The human rights lawyer was awarded the Roland Berger Human Dignity Award in April 2015 and is a former winner of the U.N.’s Nansen Refugee Award.

“Ranking 28 European high-fliers is devilishly complicated. How to evaluate a Croatian entrepreneur alongside a Maltese humanitarian, an Italian constitutional lawyer alongside a Belgian musician, an Irish gay-rights activist alongside a Polish bishop? Our rankings are bound to please and displease readers in equal measure, but our aim has been to spark discussion and debate,” Politico’s Matthew Kaminski and Tunku Varadarajan write.

“We started off by asking: Who are the most eye-catching people in each of the 28 states of the European Union, from Austria to the United Kingdom? Our aim — our conceit, if you like — was to identify persons who don’t command attention merely by virtue of the office they hold. So there’s no Angela Merkel for Germany, for example, and no Alexis Tsipras for Greece,”

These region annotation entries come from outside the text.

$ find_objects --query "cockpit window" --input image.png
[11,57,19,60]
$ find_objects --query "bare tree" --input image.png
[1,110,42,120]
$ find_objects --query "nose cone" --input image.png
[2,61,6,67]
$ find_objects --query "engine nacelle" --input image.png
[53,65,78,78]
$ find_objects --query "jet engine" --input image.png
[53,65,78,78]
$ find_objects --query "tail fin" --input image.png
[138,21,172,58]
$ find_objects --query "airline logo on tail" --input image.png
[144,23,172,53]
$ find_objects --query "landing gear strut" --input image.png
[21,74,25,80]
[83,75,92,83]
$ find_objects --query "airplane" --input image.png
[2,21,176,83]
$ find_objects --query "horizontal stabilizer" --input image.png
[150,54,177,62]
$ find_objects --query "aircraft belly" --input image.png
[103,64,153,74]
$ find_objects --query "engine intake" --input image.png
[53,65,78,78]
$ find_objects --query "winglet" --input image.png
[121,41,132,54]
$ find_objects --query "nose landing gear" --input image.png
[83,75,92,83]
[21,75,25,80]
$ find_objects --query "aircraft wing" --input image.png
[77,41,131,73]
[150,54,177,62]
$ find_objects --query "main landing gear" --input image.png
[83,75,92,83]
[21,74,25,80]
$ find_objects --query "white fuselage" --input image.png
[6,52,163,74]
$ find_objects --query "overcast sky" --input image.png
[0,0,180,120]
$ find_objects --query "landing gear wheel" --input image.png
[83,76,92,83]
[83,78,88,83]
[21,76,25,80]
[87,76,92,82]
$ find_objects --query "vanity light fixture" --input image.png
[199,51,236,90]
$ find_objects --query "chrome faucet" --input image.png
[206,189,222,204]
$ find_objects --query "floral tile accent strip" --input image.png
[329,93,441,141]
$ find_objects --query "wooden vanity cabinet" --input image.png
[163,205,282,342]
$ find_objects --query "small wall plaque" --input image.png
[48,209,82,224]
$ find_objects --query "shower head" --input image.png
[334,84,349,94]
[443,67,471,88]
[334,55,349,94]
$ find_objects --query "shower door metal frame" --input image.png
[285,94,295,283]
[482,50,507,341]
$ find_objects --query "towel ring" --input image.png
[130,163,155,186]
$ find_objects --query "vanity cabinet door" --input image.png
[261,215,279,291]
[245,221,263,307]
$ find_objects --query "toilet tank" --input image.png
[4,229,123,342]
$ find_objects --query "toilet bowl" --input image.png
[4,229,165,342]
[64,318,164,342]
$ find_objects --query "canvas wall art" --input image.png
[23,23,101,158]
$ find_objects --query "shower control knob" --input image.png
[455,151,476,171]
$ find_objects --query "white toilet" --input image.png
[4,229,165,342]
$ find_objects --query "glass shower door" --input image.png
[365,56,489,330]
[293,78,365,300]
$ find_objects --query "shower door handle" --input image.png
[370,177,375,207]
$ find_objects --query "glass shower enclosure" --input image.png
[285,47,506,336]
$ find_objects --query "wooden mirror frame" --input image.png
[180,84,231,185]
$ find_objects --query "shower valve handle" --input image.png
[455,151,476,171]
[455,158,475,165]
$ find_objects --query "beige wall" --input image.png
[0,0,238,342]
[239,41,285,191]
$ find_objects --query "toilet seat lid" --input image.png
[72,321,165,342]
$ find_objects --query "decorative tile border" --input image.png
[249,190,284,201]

But there is Viktor Orbán from Hungary, the prime minister who challenged the Europe of open borders and its notions of representative democracy. He was joined by Denmark’s Margrethe Vestager, who is rewriting the rules of global business from her post as the EU’s competition commissioner. And Britain’s Nicola Sturgeon and Spain’s Albert Rivera are both, in their own ways, reshaping their nations: pne is fighting to leave hers, the other to keep his intact.

Katrine Camilleri is described as a long-time advocate for the creation of safe routes of passage for those fleeing war zones and seeking a better life in Europe.

“[She]] could have warned EU leaders of the potential seriousness of the situation at any point over the past two decades… Camilleri and her team remain at the forefront of the struggle, offering legal advice and pastoral care, and making sure refugees have access to health care. She is also a prominent voice in warning the government in Malta, and authorities further afield, of their responsibilities. This has often come at a cost. In 2006, her car and home were damaged in arson attacks. The perpetrators were never caught.”

“We must take refugees’ needs into account,” she says, adding that “protection is about more than being safe: People eventually want to be part of a community.” Supporting transit countries, as the EU is trying to do, is all well and good, but “no one wants to be housed in a camp forever.”

She says closing borders, as Hungary and others in central Europe have done, won’t stop people coming to Europe. It merely increases the risks they face. “Refugees aren’t coming because it’s easy. If it’s not one route, it’s another.”